Let me be clear: this is not an anti-mental health column. Our college years are stressful, and having mental health support during that time is not a bad thing. Universities should shape their policies and structures to support mental health as much as is reasonable. My concern is Truman students are coming dangerously close to crossing that “reasonable” line with their demands.
The University’s job is to prepare students for jobs and graduate school, as well as to help them reach those goals. Universities do this by providing a post-secondary education and various auxiliary resources. Some of those resources, like the Career Center and the Center for Academic Excellence, contribute to a student’s academic journey rather obviously. Perhaps less clearly, UCS also serves this purpose by helping students feel mentally well enough to participate in classes.
One of the biggest complaints I’ve heard about UCS, particularly from Facebook friends, is this perception that UCS is only interested in treating students to make sure they keep paying tuition and generating revenue for the University, a claim I cannot defend with any available documentation.

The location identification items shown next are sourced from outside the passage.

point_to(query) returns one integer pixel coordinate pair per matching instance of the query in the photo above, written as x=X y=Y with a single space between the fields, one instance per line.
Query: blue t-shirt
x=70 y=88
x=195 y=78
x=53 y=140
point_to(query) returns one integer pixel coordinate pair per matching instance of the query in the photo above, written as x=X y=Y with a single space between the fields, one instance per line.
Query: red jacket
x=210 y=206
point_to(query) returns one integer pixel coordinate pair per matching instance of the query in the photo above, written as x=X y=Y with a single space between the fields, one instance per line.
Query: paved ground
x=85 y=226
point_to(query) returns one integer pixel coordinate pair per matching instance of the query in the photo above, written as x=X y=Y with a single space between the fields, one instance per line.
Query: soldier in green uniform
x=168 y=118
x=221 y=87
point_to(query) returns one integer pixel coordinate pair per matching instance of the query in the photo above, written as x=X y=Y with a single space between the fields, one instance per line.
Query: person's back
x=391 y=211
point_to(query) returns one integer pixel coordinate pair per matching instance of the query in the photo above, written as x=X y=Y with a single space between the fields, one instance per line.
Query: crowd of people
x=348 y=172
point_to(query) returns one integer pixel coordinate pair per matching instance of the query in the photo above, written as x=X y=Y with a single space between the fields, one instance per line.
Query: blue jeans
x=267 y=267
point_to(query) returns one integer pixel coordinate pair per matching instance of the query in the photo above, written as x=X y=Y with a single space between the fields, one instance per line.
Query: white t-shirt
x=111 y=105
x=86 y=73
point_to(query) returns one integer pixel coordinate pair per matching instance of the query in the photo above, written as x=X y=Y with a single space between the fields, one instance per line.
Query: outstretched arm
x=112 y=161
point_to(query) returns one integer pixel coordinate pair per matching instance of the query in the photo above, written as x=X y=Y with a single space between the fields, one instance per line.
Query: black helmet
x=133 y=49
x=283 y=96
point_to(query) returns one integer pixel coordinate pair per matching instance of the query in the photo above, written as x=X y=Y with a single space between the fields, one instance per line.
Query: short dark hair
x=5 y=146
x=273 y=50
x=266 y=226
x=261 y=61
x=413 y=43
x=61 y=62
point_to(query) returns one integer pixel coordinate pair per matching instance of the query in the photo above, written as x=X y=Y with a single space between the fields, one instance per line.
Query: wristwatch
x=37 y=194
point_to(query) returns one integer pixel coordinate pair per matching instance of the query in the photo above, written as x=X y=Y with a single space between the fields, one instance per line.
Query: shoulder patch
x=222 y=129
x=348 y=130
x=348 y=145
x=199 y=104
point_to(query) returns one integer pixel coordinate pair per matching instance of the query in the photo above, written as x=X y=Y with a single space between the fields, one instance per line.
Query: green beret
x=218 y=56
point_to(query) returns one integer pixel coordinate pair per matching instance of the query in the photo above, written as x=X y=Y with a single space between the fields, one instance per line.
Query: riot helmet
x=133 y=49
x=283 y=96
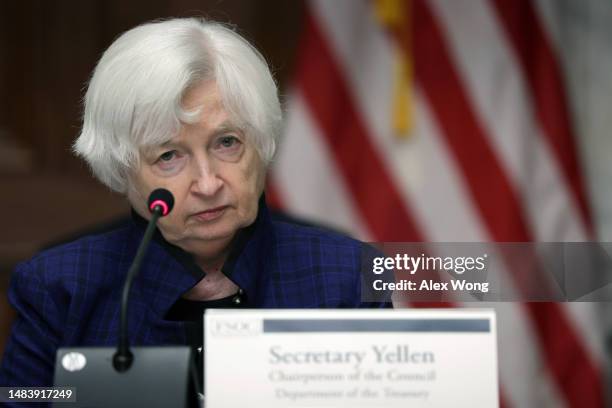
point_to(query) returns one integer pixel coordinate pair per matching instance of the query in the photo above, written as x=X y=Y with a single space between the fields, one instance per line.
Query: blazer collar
x=245 y=264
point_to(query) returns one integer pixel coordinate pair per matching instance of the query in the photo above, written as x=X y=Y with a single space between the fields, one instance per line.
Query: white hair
x=134 y=96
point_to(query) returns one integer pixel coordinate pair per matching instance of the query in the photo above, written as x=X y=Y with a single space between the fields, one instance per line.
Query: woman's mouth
x=211 y=214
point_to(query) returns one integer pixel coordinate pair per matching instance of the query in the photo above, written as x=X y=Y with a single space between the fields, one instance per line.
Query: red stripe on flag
x=326 y=93
x=498 y=202
x=542 y=71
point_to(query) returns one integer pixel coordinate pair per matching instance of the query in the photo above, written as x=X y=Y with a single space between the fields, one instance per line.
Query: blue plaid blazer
x=69 y=295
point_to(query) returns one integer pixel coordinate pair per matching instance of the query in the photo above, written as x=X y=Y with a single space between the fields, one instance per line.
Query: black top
x=192 y=312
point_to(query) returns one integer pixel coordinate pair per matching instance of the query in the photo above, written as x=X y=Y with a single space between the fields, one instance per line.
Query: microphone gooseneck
x=160 y=203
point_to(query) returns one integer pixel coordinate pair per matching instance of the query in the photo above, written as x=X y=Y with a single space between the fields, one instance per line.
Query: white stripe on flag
x=304 y=159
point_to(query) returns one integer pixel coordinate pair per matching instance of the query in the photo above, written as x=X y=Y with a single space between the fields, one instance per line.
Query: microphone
x=160 y=203
x=115 y=377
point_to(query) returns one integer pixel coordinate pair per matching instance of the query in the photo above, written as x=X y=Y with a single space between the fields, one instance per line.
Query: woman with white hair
x=189 y=106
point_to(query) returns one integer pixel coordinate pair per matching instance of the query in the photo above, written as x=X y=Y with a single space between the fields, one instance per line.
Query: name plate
x=350 y=358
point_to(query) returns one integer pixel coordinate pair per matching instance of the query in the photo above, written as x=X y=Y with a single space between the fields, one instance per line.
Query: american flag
x=448 y=121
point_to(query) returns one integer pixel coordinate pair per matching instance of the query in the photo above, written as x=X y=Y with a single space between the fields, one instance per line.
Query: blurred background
x=440 y=120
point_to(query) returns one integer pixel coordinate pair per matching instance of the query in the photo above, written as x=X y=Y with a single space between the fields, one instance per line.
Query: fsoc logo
x=236 y=328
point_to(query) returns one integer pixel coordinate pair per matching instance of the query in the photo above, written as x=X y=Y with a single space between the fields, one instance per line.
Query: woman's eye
x=228 y=141
x=168 y=156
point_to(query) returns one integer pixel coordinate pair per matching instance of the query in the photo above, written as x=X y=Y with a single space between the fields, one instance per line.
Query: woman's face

Regardless, this argument doesn’t make sense given that Truman is not a for-profit university. This critique should instead consider Truman a for-education university, as cheesy and redundant as that might sound. It makes much more sense to suggest UCS treats students to help them get the education they’re paying for, not to manipulate them into throwing money at a university where they aren’t thriving.
This reality is especially obvious when considering how UCS will refer students to other resources or recommend a leave of absence from Truman once students’ needs exceed what UCS can provide. If UCS and Truman were in the mental health business for the money, they would encourage students to continue attending the University at all costs, even if it meant they would fail their classes and not get the education necessary to graduate and succeed afterward. Clearly counselors are not promoting this behavior because they are instead advising students to take whatever action will best prepare them for academic success, including leaving Truman.
This policy inherently seeks to further students’ academic wellness, not necessarily their mental wellness, and this is perfectly reasonable. Truman is an academic institution; it is designed to give you an education. UCS is a mental health institutional subunit of Truman; it is designed to make you well enough to get the education Truman is trying to provide. It is neither Truman’s nor UCS’s job to better your mental health if it does not also better your educational experience. While these normally go hand in hand, Truman should reserve the right to act accordingly whenever a distinction presents itself.
You want better mental health support for mental health’s sake? Demand more of institutions where that is their sole purpose. Demand a health care system that makes mental health resources accessible and affordable for everyone. Demand your state and federal lawmakers to approve legislation creating and funding such a system.
Fixing mental health care is a dirty job, and someone has to do it. That someone is not Truman.